29 Haziran 2011 Çarşamba

Vallahi Biz de Yolumuzdan Dönmeyeceğiz

16 Temmuz’da Hatay’a doğru yola çıkacak olmamıza ithafen hareketin adı “16 Temmuz Gençlik Hareketi” olmuştu. Hararetli geçen birinci toplantıdan sonra ikinci toplantı için çağrı yapıldı.

İlk toplantıda akşam namazını beraberce eda edip dağıldığımız mescitte buluşacaktık. İlk buluşmanın tadı damağımdaydı. Sultanahmet’te iki arkadaşla buluşup Fatih’e yürüdük.

Mescite yaklaştıkça heyecanım daha da büyüyordu. Her adımda aklıma “hürriyet” için sokaklara dökülen gençler geliyordu. Ben de onlar için bir şey yapmak istiyordum. Suriyeli kardeşlerimin gerçekleştireceklerini ümit ettiğim devrimde, Allah’ın bana da bir görev vereceğine inanıyordum.

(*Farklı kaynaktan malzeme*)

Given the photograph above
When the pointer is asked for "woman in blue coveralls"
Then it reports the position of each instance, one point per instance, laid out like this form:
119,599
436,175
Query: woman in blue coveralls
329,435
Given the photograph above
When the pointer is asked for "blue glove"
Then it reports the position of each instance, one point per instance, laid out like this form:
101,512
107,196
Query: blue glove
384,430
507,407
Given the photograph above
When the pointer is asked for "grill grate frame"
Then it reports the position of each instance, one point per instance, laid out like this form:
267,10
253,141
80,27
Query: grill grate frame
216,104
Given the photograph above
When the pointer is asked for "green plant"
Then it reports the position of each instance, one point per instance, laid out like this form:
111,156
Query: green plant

Mescide yaklaştığımda Türkiye’de zihinlerimize kazınan “bizden devrim çıkmaz” söylemi aklıma geliverdi. Kendi kendime “Acaba ilk toplantıdaki gibi kalabalık olacak mıyız?” diye sormaya başladım. Ezberleri bozmak kolay değildi elbet. Şeytan tetikte bekliyordu.

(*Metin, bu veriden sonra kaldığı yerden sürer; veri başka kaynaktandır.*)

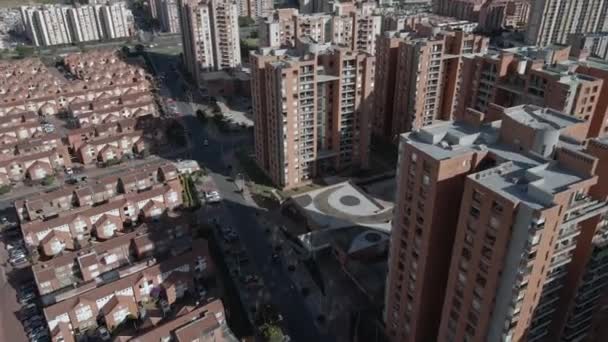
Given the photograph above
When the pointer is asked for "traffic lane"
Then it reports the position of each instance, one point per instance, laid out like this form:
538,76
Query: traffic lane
11,328
298,319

Avluya girdiğimde hemen camdan içeri baktım. O an içimin yağları eridi. İlk toplantıdan daha kalabalık bir gençlik kitlesi içeride tartışıyordu. “Esselamunaleyküm” deyip Ortadoğudaki tüm sınırları yıkarcasına içeri girdim. “Aleykümselam” cevabını alınca, “Hala bir ümit var Selman” dedim içimden.

Mescitte yapılan toplantı genele açıktı. Yürütme kurulu toplantısı başka bir mekanda yapılacaktı. Genel toplantı bittikten sonra akşam namazları kılınıp Yürütme Kurulu olarak At Pazarı Meydanı’na geçildi.

Otuz kişiydik. Mekana yerleşmemiz biraz zaman aldı. Bu gençlik devrimine yürek değil, sandalye de dayanmıyordu.

Derviş devrimcilerin çayı demli olur deyip çaylarımızı söyledik. Ana gündem maddelerini istişare ettik. Hakan Albayrak’ın hafta içinde “16 Temmuz Gençlik Hareketi” bildirisini köşesinde yayınlayacağı haberiyle mest olduk. Türkiye’nin dört bir tarafından arayanlar telefonlarımızı bir an olsun boş bırakmıyordu. Allah’a şükürler olsun, farklı düşüncelere sahip olmamıza karşılık hep orta yolu bulduk.

Dağılırken herkes birbirine sıkıca sarıldı. Yüzler gülüyordu. Mutluyduk. Çünkü Müslüman kardeşlerimiz için yola çıkmıştık. O an aklıma Suriyeli devrimci bir genç geldi.

Devrimci gencin bulunduğu şehir muhaliflerin eline geçmiş. Bir haftadır muhalifler şehri kontrol ediyorlarmış. Bu genç bir gün Şam’a gelmiş. Şam’daki bir grup gençle buluşmuş. Kendisine halini hatrını soranlara, “Vallahi bir haftadır hürriyet’in tadını aldım. Bir daha da bırakmayacağım!” cevabını veriyormuş.

Biz de Türkiyeli gençler olarak hayatımızda ilk defa hürriyet isteyen kardeşlerimize destek olmanın heyecanını ve hazzını aldık. Vallahi biz de yolumuzdan geri dönmeyeceğiz!

Selman Maltaş

1 yorum:

  1. Biz de Türkiyeli gençler olarak hayatımızda ilk defa hürriyet isteyen kardeşlerimize destek olmanın heyecanını ve hazzını aldık. Vallahi biz de yolumuzdan geri dönmeyeceğiz! bu ne güzel tespittir!